Los dirigentes de la región separatista georgiana de Osetia del Sur se manifestaron hoy dispuestos a la integración con Rusia, pero sin renunciar a la independencia lograda en agosto de 2008.

"El pueblo de Osetia del Sur está históricamente orientado hacia Rusia y nunca olvidará la histórica decisión de Moscú de reconocer su independencia", señaló el líder suroseta, Eduard Kokoiti, a la agencia Interfax.

Subrayó que, "teniendo en cuenta el pasado y la situación actual, Osetia del Sur está dispuesta a la máxima integración con Rusia, ya que los surosetas se han pronunciado en muchas ocasiones por unas estrechas relaciones con Moscú".

Kokoiti, líder suroseta desde 2001 y que dejará el cargo en octubre, aseguró que la región está dispuesta a formar parte de la Unión Estatal que quieren formar Rusia y Bielorrusia.

"Creo que Osetia del Sur podrá entrar en el seno de la Unión Estatal tras el reconocimiento de su independencia por Bielorrusia", dijo.

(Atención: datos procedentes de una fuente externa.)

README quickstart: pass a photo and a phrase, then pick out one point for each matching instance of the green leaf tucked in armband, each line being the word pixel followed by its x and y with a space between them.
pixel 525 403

Eduard Kokoiti salió así al paso de las afirmaciones del primer ministro ruso, Vladímir Putin, quien indicó la víspera que la decisión de que Osetia del Sur entre a forma parte de la Federación Rusa "depende del mismo pueblo suroseta".

Al respecto, el vicepresidente del Parlamento suroseta, Yuri Dzitstsoiti, se mostró hoy contrario a la renuncia de la independencia para unirse a Rusia.

"Si entráramos en Rusia perderíamos mucho: el Ejército, el Parlamento, el Tribunal Supremo, la Presidencia. Todo estaría en Vladikavkaz (capital de la república rusa de Osetia del Norte)", dijo a Interfax.

En ese caso, añadió, Osetia del Sur "se convertiría en un distrito", ya que "todo el mundo entiende que dentro de un Estado no puede haber dos repúblicas osetas".

"Osetia del Sur es un Estado independiente. ¿Por qué debemos pensar en disminuir nuestro estatus y no en reforzarlo? Debemos aspirar a que Osetia del Sur sea reconocida por un mayor número de países", señaló.

Dzitstsoiti destacó que Osetia del Sur debe integrarse en la Unión Estatal ruso-bielorrusa, pero sin perder su soberanía.

"Pero para ello nos debe reconocer Bielorrusia. Por supuesto, algunas cosas se decidirán en el centro. En cualquier caso, conservaríamos el poder ejecutivo", apuntó.

También dejó abierta la posibilidad de que la región se sume a la Unión Aduanera que están creando Rusia, Bielorrusia y Kazajistán.

Tras la guerra ruso-georgiana de apenas cinco días (8-12 de agosto de 2008), el presidente ruso, Dmitri Medvédev, reconoció la independencia de Osetia del Sur y de la también separatista Abjasia, lo que fue condenado por Occidente.

Desde entonces, el Kremlin ha asignado miles de millones de dólares en ayudas a las autoridades surosetas para la reconstrucción de la región, cuya capital, Tsjinvali, resultó prácticamente destruida.

La independencia de las regiones secesionistas georgianas ha sido reconocida también por Venezuela, Nicaragua y el atolón micronesio de Nauru.